Politicians made fun of him and the media did not take him seriously. But the common man on the streets noticed him and it came out as the second largest party in the Delhi State Assembly elections that were held on December 3. The elections experienced the largest turnout in the assembly elections since they started to be held in 1993 and the Congress, led by Sonia Gandhi, her son Rahul and PM Manmohan Singh, suffered its worst defeat in the Delhi elections. The AAP took a major chunk of votes from the Congress whose vote share decreased by 16 percent while that of the BJP decreased by 2 percent. This crystallized in AAP winning 28 seats, BJP 32, Congress only 8 and others gaining 2 seats in an Assembly of 70 members.
The results led to a hung assembly, with both the BJP and AAP asking each other to form the government. With AAP refusing to ally with BJP, it could not. Resultantly, the ball was in AAP’s court. In this respect, Kejriwal announced on Dec 17 that AAP would seek the opinion of the citizens of Delhi on whether or not the party should form the next government in Delhi with Congress’ support. In this regard, it prepared a letter addressed to the people detailing the circumstances and asking them to
vote for or against government formation. Two and a half million copies of the letter were distributed across Delhi. The development came a day after Lieutenant Governor Najeeb Jung recommended enforcement of president’s rule in the state.
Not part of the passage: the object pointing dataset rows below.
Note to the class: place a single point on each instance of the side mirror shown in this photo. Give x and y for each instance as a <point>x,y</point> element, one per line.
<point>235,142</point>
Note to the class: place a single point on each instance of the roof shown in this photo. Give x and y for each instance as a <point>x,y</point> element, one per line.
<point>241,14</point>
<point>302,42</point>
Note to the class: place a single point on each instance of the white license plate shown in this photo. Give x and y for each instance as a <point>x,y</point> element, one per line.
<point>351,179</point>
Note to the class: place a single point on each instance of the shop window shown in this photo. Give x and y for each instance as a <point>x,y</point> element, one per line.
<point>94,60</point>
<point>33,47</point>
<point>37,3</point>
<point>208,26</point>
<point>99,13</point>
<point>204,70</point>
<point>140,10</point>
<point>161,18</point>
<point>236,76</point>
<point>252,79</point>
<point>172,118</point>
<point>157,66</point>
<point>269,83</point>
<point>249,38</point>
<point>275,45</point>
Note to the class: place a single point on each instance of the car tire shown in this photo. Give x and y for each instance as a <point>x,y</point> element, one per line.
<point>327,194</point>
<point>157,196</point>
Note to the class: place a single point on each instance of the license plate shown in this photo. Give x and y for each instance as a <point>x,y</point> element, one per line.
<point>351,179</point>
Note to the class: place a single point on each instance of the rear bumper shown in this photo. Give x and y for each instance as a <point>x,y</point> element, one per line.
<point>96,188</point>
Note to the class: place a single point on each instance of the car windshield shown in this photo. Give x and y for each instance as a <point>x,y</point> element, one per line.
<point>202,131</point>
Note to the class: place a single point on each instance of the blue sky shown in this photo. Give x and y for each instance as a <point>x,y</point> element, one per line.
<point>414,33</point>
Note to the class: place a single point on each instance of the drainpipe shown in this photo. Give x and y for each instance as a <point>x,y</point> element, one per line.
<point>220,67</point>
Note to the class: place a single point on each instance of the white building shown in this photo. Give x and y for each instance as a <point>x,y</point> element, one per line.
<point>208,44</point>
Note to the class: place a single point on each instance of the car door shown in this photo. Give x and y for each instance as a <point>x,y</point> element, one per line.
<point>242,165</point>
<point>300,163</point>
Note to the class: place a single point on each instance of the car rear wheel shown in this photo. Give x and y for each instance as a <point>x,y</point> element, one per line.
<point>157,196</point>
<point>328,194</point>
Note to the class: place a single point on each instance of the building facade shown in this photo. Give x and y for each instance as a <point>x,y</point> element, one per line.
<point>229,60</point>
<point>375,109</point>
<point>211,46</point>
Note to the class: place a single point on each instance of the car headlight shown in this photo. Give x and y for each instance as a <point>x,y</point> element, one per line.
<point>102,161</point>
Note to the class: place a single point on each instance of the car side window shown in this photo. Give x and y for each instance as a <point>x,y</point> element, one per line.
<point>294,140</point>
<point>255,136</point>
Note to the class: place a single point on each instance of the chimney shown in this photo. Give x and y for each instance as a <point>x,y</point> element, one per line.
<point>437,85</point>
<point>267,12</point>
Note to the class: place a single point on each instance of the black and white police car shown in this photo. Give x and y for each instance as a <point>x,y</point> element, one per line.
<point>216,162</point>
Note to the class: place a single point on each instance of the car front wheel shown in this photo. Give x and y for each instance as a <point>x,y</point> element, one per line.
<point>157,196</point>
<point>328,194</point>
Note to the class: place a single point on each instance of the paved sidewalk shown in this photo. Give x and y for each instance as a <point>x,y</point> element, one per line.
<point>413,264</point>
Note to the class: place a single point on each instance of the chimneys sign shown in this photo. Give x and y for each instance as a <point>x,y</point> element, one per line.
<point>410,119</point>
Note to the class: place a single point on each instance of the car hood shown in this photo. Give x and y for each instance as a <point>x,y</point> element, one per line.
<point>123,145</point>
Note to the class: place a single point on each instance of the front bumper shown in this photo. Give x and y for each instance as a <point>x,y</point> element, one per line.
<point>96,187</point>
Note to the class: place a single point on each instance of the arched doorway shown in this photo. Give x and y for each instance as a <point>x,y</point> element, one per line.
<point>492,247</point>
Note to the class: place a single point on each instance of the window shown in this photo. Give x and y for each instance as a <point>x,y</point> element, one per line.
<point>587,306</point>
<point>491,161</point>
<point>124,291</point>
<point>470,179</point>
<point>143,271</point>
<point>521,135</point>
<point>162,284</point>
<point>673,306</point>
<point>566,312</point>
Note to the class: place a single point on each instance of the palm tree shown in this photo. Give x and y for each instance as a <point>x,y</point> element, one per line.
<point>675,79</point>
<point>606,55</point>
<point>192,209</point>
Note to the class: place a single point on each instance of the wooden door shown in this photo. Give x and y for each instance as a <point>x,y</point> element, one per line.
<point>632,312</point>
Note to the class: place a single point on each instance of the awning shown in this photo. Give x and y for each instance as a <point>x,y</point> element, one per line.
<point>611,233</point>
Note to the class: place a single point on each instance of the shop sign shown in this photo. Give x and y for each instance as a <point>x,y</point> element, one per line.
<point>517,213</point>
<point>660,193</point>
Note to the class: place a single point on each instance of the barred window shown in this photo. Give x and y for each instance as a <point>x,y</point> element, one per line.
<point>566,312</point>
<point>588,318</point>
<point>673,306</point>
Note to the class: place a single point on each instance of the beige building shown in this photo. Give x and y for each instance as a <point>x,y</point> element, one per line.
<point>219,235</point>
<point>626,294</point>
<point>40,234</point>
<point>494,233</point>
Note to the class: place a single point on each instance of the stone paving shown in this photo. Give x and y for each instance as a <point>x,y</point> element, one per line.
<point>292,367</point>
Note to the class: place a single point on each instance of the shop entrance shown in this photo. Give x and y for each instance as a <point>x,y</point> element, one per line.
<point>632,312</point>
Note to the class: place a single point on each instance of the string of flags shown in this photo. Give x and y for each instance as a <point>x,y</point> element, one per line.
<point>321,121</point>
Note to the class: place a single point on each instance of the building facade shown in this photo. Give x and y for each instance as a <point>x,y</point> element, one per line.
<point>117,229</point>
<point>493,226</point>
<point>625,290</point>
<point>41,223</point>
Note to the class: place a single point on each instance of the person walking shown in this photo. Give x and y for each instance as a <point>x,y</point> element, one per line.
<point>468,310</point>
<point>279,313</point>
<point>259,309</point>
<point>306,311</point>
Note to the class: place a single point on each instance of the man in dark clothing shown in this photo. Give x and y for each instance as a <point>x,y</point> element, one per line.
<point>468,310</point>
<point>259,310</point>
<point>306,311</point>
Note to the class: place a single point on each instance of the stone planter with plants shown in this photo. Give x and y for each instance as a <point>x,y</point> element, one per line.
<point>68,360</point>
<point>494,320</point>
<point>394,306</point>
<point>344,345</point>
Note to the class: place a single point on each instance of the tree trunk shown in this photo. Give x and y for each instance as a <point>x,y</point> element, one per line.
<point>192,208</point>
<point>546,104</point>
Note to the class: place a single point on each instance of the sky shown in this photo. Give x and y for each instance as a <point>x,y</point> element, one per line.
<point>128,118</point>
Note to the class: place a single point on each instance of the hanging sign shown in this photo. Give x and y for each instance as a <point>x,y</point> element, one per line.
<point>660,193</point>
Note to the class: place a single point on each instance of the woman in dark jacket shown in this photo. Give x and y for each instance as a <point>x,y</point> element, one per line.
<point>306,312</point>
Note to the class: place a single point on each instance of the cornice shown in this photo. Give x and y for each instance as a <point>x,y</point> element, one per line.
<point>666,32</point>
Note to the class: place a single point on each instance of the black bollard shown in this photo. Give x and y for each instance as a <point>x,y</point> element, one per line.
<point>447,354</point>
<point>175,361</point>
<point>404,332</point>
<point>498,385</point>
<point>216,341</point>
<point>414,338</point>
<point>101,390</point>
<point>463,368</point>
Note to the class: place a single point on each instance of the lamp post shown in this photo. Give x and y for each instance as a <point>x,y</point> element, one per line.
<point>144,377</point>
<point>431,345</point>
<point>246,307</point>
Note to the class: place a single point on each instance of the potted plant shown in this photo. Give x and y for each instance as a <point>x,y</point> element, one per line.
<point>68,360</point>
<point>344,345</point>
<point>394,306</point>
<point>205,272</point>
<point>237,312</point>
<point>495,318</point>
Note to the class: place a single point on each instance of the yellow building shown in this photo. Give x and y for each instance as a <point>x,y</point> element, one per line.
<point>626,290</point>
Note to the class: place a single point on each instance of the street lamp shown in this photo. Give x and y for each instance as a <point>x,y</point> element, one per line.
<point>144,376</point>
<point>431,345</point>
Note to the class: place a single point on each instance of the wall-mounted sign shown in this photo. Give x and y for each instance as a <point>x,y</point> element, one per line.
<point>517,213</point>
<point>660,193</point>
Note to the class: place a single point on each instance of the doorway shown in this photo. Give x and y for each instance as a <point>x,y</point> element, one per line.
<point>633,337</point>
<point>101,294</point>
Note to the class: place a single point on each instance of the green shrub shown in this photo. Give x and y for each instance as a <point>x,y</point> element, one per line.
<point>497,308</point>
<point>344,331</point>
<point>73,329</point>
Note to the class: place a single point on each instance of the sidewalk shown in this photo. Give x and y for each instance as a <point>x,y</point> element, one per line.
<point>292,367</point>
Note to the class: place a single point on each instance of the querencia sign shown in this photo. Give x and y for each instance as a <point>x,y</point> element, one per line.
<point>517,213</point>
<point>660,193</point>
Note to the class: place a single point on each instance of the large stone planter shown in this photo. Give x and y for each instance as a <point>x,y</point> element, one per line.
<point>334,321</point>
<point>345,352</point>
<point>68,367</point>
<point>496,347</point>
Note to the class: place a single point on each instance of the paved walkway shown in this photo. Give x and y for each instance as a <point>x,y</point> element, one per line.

It was a predicament for the AAP as it detested allying with either the BJP or the Congress. But its refusal and failure to form the government was likely to result in re-polling which could have proved to be a gamble. It could have won a comfortable majority or lost its existing seats.
The people voted in favor of AAP forming government in Delhi. The AAP has made history and has done something that the Indian democratic system can genuinely be proud of. It has enabled people without any corruption record or criminal credentials to be elected to the assembly. The fact that the AAP was able to secure such a formidable victory within a year of its formation also goes to show that the system works and the same faces need not return to power again and again – a trend that has made many voters cynics, refusing to vote at all.
The elections, in Delhi as well as in the other four states the results of which were announced the same day, have shown one major problem with the system prevalent in most South Asian democracies. The successful candidates do not always reflect the most popular party voted by the people. In other words, lots of times, parties secure a huge number of votes in the entire state or the country but lose out in specific constituencies. This is a defect of the first-past-the-post system where a candidate with more votes than any other wins. This is something that the reformers must consider looking into.